Unsecured Loan Definition

An Unsecured Loan is a loan that is issued and backed by a borrower’s credit worthiness rather than collateral, such as a car or house.

The terms of the loan are therefore contingent on the borrower and his/her credit score, rather than the value of their collateral.

Because unsecured loans aren’t secured by assets, they are riskier for lenders, and so they typically carry higher interest rates and require high credit scores.

Likewise, if the borrower defaults on their loan, the lender may have the grounds to bring them to court or send a collection agency to retrieve the debt.

Types of Unsecured Loans

There are two main types of unsecured loans:

1.) Revolving Loan

A revolving loan is a loan that has a credit limit.

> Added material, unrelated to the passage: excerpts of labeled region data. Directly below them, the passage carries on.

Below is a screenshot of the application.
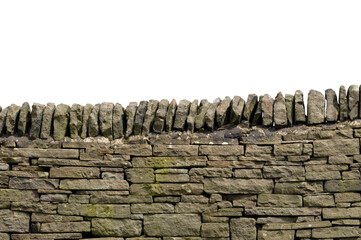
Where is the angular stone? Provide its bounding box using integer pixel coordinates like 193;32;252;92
260;94;274;127
165;99;177;132
99;102;114;140
325;89;339;122
53;104;70;141
132;156;207;168
0;209;30;233
144;214;201;237
230;218;257;240
60;179;129;190
130;183;203;196
92;218;142;237
50;167;100;178
40;103;55;139
142;100;159;136
195;99;210;129
274;182;323;194
199;145;244;156
187;100;198;133
153;144;198;157
204;178;274;194
18;102;30;137
307;90;325;124
273;92;288;128
125;102;138;137
88;104;100;137
69;104;84;138
295;90;306;123
257;194;302;207
40;222;90;233
153;99;169;133
9;177;59;189
313;139;360;157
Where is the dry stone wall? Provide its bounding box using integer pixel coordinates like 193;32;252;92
0;86;361;240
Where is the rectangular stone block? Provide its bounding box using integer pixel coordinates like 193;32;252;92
50;167;100;178
204;178;274;194
199;145;244;156
60;179;129;190
313;139;360;157
153;144;198;157
144;214;201;237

The borrower can spend up to that limit, and then must reduce a portion of the debt to below the set credit limit in order to borrow again.

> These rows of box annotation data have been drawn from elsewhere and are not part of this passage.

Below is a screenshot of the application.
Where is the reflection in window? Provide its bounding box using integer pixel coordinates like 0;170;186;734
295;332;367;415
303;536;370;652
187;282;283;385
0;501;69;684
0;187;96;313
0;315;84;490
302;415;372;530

Credit cards are a common example of a revolving loan.

2.) Term Loan

A term loan is a loan that a borrower pays in regular installments until the full balance is paid off.

This is one of the most common loan structures, whether secured or unsecured.

This type of loan is considered non-revolving because once the principal is paid back, the terms of the loan have ended.

Consolidation Loans

On rare occasions, an individual may be able to take out a consolidation loan, or a loan to pay off existing loans and debts.

This type of loan will often be unsecured.

What is an Unsecured Loan FAQs

An unsecured loan is a loan that is issued and backed by a borrower’s creditworthiness rather than collateral, such as a car or house.
The terms of the loan are therefore contingent on the borrower and his/her credit score, rather than the value of their collateral.
On rare occasions, an individual may be able to take out a consolidation loan, or a loan to pay off existing loans and debts. This type of loan will often be unsecured.
The two main types of unsecured loans are revolving loans and term loans.
Because unsecured loans aren’t secured by assets, they are riskier for lenders, and so they typically carry higher interest rates and require high credit scores.